The story is also about Adam's father, a recently retired high school principal, ex-Marine and Vietnam Vet who starts the book as a reluctant hero on vacation in Coast Rica when the tour group is assaulted by armed robbers. Sten Stensen is a big man, who loves his wife, and just wants to hike and enjoy his home in Mendocino but is thrown into the lime light first by unwanted heroism for his instinctive violent action in Costa Rica and then by the manhunt for his son.
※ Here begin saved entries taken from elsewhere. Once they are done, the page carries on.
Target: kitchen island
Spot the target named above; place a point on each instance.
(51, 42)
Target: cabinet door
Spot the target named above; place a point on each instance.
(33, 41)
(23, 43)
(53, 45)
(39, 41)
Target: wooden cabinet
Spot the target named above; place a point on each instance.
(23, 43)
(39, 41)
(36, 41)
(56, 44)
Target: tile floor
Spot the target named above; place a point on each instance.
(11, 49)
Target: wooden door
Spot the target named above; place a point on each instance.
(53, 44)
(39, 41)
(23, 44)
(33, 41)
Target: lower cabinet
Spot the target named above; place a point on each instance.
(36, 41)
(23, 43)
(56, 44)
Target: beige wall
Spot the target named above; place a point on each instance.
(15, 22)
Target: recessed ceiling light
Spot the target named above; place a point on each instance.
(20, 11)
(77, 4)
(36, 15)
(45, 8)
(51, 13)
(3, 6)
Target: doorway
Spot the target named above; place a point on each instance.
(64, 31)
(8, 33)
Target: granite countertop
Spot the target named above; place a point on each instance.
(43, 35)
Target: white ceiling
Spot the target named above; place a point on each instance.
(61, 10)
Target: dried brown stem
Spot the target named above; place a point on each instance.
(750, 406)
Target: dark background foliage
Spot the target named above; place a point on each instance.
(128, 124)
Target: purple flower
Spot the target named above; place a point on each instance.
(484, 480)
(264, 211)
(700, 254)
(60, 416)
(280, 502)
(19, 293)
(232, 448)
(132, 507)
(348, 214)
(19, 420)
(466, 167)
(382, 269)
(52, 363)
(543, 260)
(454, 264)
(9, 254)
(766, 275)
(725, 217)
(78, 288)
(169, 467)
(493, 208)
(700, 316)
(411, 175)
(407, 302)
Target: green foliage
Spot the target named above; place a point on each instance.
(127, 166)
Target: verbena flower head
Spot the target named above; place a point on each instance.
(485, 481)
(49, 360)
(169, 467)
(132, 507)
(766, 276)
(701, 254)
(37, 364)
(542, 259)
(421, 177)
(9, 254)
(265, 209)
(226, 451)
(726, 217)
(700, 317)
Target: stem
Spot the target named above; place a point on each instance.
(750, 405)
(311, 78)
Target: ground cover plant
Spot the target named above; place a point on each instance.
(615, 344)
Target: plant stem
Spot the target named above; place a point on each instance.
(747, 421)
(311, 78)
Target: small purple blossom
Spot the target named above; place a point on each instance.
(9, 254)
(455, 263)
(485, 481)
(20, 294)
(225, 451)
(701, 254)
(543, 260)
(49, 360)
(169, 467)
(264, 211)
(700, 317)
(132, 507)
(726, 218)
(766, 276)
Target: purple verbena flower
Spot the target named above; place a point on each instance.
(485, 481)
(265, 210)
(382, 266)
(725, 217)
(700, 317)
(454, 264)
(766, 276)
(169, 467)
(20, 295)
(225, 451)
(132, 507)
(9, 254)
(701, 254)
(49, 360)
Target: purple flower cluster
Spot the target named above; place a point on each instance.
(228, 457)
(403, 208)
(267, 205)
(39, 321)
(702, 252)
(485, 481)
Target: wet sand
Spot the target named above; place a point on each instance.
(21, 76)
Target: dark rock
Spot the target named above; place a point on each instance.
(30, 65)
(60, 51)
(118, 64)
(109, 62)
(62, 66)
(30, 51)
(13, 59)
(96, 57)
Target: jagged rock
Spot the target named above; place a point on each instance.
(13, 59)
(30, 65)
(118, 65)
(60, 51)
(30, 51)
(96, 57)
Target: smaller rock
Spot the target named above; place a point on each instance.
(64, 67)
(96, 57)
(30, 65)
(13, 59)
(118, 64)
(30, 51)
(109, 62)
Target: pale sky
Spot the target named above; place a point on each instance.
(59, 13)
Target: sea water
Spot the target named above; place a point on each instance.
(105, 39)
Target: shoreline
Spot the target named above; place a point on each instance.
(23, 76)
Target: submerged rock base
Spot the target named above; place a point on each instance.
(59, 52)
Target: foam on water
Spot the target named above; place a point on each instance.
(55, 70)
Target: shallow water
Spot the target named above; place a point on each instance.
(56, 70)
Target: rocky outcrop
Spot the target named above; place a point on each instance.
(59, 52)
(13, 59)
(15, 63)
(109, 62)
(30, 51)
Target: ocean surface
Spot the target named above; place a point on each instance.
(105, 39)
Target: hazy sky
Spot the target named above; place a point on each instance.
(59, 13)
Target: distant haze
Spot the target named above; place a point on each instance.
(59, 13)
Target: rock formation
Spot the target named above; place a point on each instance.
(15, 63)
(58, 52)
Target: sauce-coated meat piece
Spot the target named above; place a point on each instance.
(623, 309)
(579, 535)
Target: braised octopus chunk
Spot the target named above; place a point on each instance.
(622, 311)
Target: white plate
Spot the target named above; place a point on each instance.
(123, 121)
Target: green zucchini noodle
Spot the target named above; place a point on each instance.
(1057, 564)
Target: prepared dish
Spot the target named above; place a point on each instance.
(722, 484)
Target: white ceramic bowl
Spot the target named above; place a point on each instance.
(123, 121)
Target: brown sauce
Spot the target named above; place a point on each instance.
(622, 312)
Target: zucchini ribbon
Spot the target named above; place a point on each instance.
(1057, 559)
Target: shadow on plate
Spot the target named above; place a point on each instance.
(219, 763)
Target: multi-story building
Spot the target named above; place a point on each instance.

What makes this book great is not just the page turning surprises that keep coming, the graphic words that fly off the pages, but the ever present humanity with which Boyle treats every single character, whether they are out of their minds vigilantes or just trying to get by as law abiding citizens in silence. Boyle has a gift for examining human characters in full, from neuroses, to biological needs, to desire to rise above the muck about them, to the capacity to love others just as broken and beautiful as they are. In the end, this book is about the American Psyche: our desire for independence versus our need for each other, our violent natures versus our desire for peace, and our adoration of youth versus our opportunity to grow old. American Classic.